Com olhar minucioso para cada detalhe, a artesã e costureira Dalvani Oliveira Sousa, 69, cria um biquíni, um vestido e uma saia de bailarina, que cabem na palma de sua mão. É na máquina que passa o dia inteiro, sentada, costurando roupas para bonecas e restaurando estes brinquedos no “hospital das bonecas”, que montou em Barbalha, no Cariri cearense.
Quem chega ao local com bonecas quebradas ou velhas, já tem a garantia que sairá com o brinquedo recuperado, seja vestindo novas roupas, seja colocando algum membro do corpo que está em falta, como braço e perna.
Inclusive, a costureira começou a juntar pé, braço, cabeça e outros membros de bonecas, que encontrava no lixo ou que eram doados pela vizinhança, para montar o seu “banco de órgãos”, como ela mesma chama. O valor da restauração depende do tamanho, mas varia entre R$ 25 e R$ 45. O trabalho dura um dia inteiro, já que ela faz toda limpeza e cria uma nova roupa, além de procurar, com cuidado, a parte do corpo idêntica à que está faltando.
Agora, a costureira tem uma infinidade de bonecas no seu apertado ateliê. A variedade é extensa. Além disso, enumera clientes em São Paulo, Rio de Janeiro, Maranhão e Pernambuco.
Adolescência
A costura chegou na vida de Dalvani na adolescência, quando fazia reparos de farda escolar para as crianças de Crato, sua cidade natal. Com o talento, começou a desenvolver também peças ainda menores para vestir as bonecas de filhas de empresários e políticos da região. É neste ramo que se mantém até hoje.
A mudança para Barbalha aconteceu após se casar com o João Antônio de Sousa, hoje aposentado, com quem teve três filhos. Por coincidência, seu marido foi trabalhar numa fábrica de redes e, por isso, trazia diariamente retalhos de tecido para Dalvani criar bonecos de pano para suas meninas. “Nossos brinquedos era ela que fazia”, reforça a empresária Joseane Oliveira, filha da costureira.
Depressão
Foi com o trabalho realizado no “hospital de bonecas” que a costureira venceu a depressão quando ficou imobilizada em uma cama. “Eu me reanimei. Me sinto melhorar das dores. A depressão acabou. Ainda trabalharei por tempo indeterminado. Não paro mais”, finaliza.

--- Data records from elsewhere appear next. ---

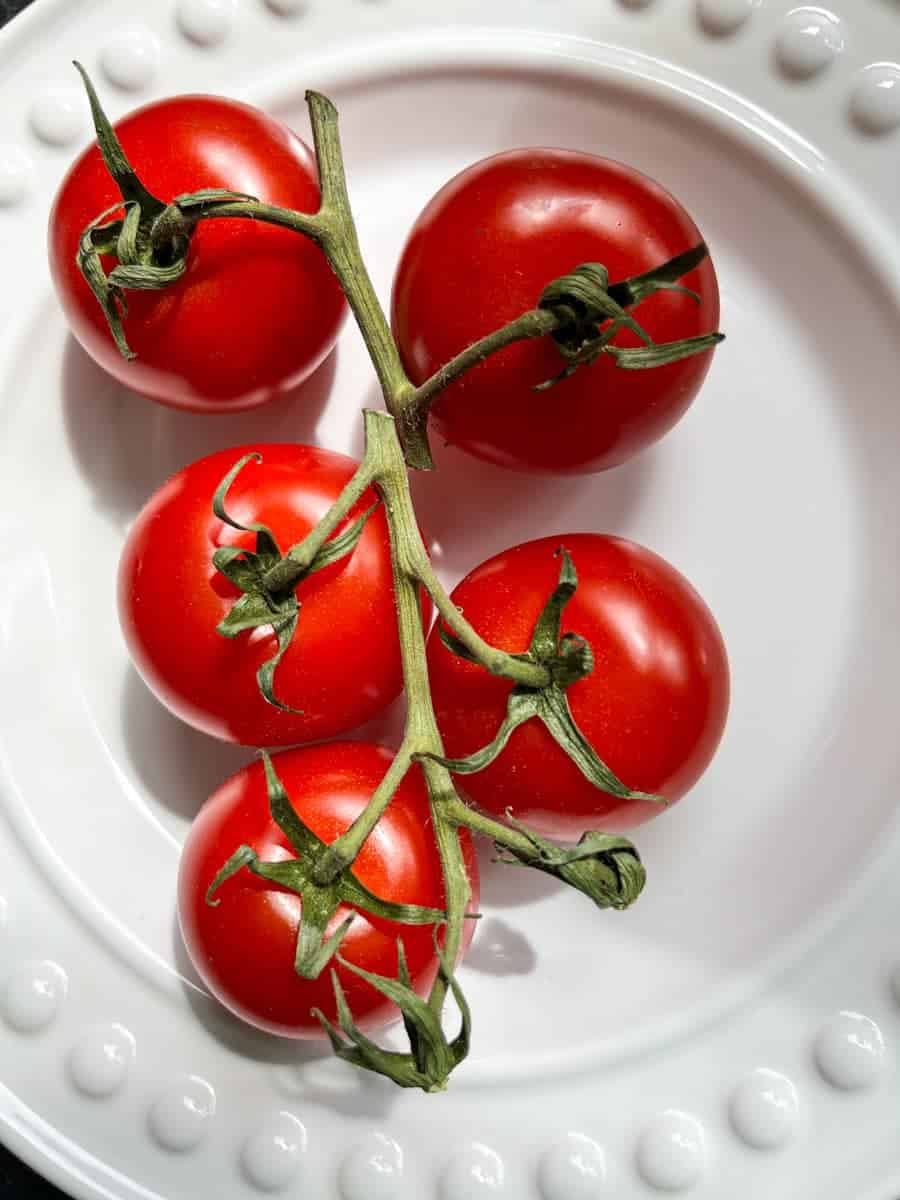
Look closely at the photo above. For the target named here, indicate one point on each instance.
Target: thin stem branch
(499, 663)
(299, 558)
(457, 892)
(463, 816)
(534, 323)
(343, 851)
(340, 241)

Sua vida mudou há 10 anos, quando começou a sofrer com artrose. “Fiquei paralisada do corpo”, lembra. Foram mais de seis meses deitada numa cama, sem forças para andar. Acostumada a costurar a vida inteira, isso logo afetou sua saúde mental. “Fiquei depressiva. Era constrangedor não fazer nada”, admite. Com três filhos morando em outra cidade e seu marido trabalhando o dia inteiro, Dalvani ficou sozinha em casa.

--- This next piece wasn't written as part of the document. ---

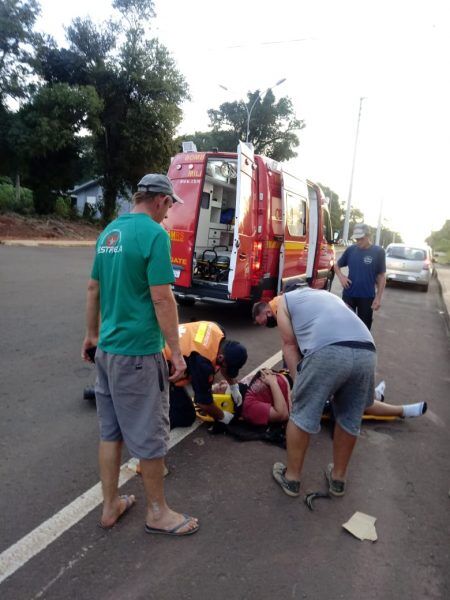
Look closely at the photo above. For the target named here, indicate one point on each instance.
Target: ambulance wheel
(329, 282)
(89, 393)
(185, 300)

Ao perceber a mãe abatida, os filhos resolveram transformar um antigo imóvel que estava para alugar, no bairro Alto do Rosário, no seu ateliê, onde permanece. Rapidamente, o humor mudou. “Aqui é uma terapia. Se não fosse isso, ela estaria numa cadeira de rodas”, acredita o marido João. “O trabalho dela é inspirador. A gente sente a satisfação de trabalhar”, completa Joseane.

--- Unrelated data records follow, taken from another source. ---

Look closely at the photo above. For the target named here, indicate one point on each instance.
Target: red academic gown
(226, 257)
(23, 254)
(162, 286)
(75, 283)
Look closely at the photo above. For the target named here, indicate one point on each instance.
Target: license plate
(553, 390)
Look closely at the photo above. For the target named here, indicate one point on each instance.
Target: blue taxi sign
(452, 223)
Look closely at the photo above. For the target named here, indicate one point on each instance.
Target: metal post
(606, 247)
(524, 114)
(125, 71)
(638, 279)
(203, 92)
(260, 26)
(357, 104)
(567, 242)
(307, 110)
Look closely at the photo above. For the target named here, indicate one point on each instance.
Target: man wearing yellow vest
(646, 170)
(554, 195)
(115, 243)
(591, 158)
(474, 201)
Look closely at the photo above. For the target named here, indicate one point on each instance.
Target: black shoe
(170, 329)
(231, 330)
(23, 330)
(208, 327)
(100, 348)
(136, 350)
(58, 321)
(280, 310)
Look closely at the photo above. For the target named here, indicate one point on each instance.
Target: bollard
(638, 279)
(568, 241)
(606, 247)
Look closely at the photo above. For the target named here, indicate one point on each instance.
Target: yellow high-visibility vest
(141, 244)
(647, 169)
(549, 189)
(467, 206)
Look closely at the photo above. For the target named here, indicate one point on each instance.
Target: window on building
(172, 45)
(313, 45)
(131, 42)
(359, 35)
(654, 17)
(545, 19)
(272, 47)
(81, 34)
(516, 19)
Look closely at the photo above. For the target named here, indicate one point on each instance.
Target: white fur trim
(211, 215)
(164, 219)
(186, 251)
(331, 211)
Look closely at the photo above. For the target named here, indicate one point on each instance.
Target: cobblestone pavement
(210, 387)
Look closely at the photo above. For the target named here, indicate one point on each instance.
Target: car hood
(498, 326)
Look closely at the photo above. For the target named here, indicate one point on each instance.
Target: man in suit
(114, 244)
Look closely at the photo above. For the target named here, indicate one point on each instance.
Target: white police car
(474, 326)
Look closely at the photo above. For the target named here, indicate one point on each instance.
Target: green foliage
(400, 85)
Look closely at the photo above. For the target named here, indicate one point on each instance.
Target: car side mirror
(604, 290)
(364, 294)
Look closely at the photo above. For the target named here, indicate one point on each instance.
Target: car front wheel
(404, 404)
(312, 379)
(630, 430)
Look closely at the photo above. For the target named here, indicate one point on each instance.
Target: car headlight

Lá, Dalvani passa oito horas por dia. A pausa é só para almoçar. A companhia do marido, dos vizinhos e, principalmente, das crianças, retomou o sorriso dela. Como “médica”, consertando os brinquedos, e “estilista”, criando seus próprios modelos de roupas, trata as bonecas como suas “filhas”. Curiosamente, este não foi um objeto presente em sua infância. “Eu só tive uma boneca de louça. Como era muito preciosa, não podia brincar para não quebrar”, confessa.